泉鏡花の幻想的な戯曲を坂東玉三郎さんが、独自の美意識で演出し、主役の富姫を演じる『天守物語』。歌舞伎座で上演中の舞台で富姫と運命的な出会いをする姫川図書之助を演じているのは市川團子さんです。

 この企画の実現は、今年2月、新橋演舞場で上演された團子さん主演のスーパー歌舞伎『ヤマトタケル』を玉三郎さんがご覧になったことがきっかけでした。團子さんにとってこの舞台がかけがえのない経験となるであろうことは必至です。舞台に取り組む團子さんの現在の心境とは? プライベートも交えてお伝えします。


本読みでの玉三郎に衝撃

――坂東玉三郎さんの抜擢を受けての『天守物語』、どんな思いで舞台に立っていらっしゃいますか?

とにかくまずせりふを一言一句きちんと届けられるようにしなければという思いで、そこからの始まりでした。日々心がけるようにしてはいるのですが、感情でいっぱいいっぱいになるとなかなかそうもいかず、難しさを実感しています。

――一音一音が連なって言葉になり意味をなす、ということに改めて気づいたような?

まさしくそんな感じです。それを声に出して表現することがこんなにも難しいのかと思いました。これまでの自分にはその意識が足りていませんでした。

――開幕前に行われた取材会では「相手の感情を受け止めて芝居をする」ことが課題ともおっしゃっていましたね。

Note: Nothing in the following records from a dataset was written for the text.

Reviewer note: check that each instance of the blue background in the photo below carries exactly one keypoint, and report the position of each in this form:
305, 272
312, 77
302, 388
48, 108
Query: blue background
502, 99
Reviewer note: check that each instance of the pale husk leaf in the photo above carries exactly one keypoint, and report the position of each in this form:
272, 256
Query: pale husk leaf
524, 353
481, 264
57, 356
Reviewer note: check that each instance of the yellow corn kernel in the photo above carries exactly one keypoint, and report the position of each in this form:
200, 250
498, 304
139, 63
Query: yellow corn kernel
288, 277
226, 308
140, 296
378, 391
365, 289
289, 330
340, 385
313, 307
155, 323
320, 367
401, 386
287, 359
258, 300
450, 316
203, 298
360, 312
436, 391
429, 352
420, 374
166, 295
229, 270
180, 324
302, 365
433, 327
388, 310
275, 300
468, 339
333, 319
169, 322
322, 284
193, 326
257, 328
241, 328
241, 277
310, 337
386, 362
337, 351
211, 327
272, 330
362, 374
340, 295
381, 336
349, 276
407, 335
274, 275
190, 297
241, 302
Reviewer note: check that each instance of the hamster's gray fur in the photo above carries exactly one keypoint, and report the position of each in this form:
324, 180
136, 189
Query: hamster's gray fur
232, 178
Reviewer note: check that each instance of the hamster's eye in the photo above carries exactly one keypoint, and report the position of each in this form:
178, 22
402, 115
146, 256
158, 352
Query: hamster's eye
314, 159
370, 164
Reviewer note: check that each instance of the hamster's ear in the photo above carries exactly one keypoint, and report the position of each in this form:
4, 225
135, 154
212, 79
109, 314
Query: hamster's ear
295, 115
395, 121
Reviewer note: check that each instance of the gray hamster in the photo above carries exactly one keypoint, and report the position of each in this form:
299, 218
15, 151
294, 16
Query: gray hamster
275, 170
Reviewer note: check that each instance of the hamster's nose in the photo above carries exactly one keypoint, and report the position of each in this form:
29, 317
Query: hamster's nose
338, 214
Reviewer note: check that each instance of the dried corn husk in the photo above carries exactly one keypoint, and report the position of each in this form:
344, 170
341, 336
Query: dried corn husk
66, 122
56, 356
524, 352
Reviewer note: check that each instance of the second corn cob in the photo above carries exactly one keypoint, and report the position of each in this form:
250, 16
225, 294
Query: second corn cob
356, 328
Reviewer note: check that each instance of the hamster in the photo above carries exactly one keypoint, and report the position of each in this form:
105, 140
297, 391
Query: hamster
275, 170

 今回は立稽古の前に座ったままの“本読み”から始まったのですが、その段階からこんなにも気持ちを込めて話しかけてくださるのか! という玉三郎さんの姿勢に驚き、衝撃を受けました。そしてそれよって芝居はこんなにも変わるのだということを実感として知り、自分もそうでなければと思いました。

――今、それは実践できていますか?

 まだまだです。この間も玉三郎さんから「私が喋っているうちから反応しているよ」というご指摘を受け、「日本語は最後まで喋らないとどっちの意味になるからわからないのだから」という言葉に、確かにそうだ! と思いました。当たり前といえば当たり前ですが、そういうシンプルなことをきちんとやっていくことがとても大事なのだと思いました。

理屈やプロセスよりその場で感じた気持ち

――謙遜なさっていますが、図書之助としての思いはきちん客席と届いていると思います。終演後の拍手がそれを物語っていますし、観客の舞台への集中度には目を瞠るものがありますから。

 ありがとうございます。難しい戯曲ということもあり最初は無意識に何か理屈をつけたくなっていました。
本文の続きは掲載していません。